In many areas of life, the state enforces the law through sanctions imposed by administrative agencies without prior judicial involvement. Such sanctions can take many forms, most notably fines, but also for example the confiscation of assets, restrictions on or the complete withdrawal of professional licences, debarment from public tenders, or even publically naming and shaming people or companies by blacklisting them. Administrative sanctions can apply to very broad sectors of public life, as seen in the example of the enforcement of road traffic rules, but also to narrower, more specialised areas, in particular the enforcement of economic regulation by supervisory authorities like financial market regulators or consumer protection supervisors. While administrative sanctions can in many cases overlap with the criminal law, the present pair of chapters has demonstrated that they do in fact constitute a distinct category of enforcement in that they differ in fundamental ways from the imposition of sanctions by criminal courts following a trial. Given these differences, administrative sanctions, by implication, provide important insights into the nature of the criminal process. In addition, administrative sanctions highlight questions about the legitimacy of sanctions being imposed by the executive, especially how far the state may have recourse to administrative sanctions as opposed to criminal enforcement.

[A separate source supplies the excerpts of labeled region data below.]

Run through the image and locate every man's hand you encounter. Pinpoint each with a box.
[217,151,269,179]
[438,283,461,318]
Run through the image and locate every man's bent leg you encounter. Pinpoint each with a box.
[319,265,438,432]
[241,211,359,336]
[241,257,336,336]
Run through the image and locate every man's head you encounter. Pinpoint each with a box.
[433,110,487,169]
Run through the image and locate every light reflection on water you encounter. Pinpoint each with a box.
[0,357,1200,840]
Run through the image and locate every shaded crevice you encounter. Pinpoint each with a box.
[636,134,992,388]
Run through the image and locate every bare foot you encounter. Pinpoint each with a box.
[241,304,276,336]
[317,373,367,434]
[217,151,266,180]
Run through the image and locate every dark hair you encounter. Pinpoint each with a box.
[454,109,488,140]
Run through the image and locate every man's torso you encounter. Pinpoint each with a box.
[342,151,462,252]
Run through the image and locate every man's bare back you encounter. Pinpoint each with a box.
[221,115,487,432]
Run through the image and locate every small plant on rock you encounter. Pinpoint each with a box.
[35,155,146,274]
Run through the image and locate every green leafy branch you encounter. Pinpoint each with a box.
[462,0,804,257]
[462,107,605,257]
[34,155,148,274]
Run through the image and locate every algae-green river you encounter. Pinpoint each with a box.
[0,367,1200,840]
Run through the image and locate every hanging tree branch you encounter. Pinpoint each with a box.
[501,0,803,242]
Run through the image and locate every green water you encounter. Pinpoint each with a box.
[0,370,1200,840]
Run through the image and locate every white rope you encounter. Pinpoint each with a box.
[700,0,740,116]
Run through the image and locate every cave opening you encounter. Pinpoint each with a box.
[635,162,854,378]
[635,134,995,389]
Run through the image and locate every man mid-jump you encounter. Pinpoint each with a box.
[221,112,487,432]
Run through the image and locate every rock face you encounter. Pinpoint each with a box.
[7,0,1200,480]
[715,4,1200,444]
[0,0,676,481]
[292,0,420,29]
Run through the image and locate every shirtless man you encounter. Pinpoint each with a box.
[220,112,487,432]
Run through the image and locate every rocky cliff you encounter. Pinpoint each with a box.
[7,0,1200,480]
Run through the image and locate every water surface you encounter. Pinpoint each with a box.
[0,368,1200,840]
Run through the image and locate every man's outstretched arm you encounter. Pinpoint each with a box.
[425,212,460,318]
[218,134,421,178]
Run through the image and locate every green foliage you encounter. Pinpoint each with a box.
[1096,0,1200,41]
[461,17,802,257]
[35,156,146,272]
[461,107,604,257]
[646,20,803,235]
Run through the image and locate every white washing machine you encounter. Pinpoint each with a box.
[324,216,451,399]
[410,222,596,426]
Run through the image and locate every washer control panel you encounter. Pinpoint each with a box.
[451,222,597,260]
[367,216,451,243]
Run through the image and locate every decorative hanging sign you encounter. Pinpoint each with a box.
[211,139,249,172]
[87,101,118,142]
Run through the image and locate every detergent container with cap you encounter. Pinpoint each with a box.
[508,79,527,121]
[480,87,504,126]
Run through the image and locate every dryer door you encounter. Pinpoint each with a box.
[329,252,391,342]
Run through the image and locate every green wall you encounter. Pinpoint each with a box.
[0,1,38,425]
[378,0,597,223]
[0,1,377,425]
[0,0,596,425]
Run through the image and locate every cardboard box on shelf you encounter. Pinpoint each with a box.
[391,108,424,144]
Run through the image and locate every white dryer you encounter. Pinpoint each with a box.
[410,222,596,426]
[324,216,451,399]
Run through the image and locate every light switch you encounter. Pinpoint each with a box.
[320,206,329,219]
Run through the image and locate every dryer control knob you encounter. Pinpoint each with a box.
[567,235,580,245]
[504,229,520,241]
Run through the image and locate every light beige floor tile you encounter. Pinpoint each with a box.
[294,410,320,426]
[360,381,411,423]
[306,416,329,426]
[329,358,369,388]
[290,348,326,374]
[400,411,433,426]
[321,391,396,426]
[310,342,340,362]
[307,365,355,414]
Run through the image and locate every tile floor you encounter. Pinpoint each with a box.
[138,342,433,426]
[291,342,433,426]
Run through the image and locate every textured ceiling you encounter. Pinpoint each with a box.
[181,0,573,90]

WHAT THE LIMITS ARE LIMITING
As the present pair of chapters shows, a major difference between the two jurisdictions appears at the level of the substantive law, in that only Germany recognises administrative sanctions as an independent category of sanctions and keeps them strictly outside the criminal law. In contrast to the situation under English law, but very much in line with the general approach in German law of focusing primarily on substance and only to a lesser extent on procedure, the categorisation is thus dependent on the formal classification of an offence, not on who imposes the sanctions. On closer inspection, the substantive dichotomy in German law reflects the German understanding that criminal and administrative sanctions serve categorically different purposes.
Unlike English law, German law differentiates between criminal offences and regulatory offences, and allows for the imposition of sanctions by administrative agencies only in the case of regulatory offences. Sieber demonstrates that this non-criminal category of offences does not preclude the imposition of sometimes very heavy fines, especially for serious economic wrongdoing.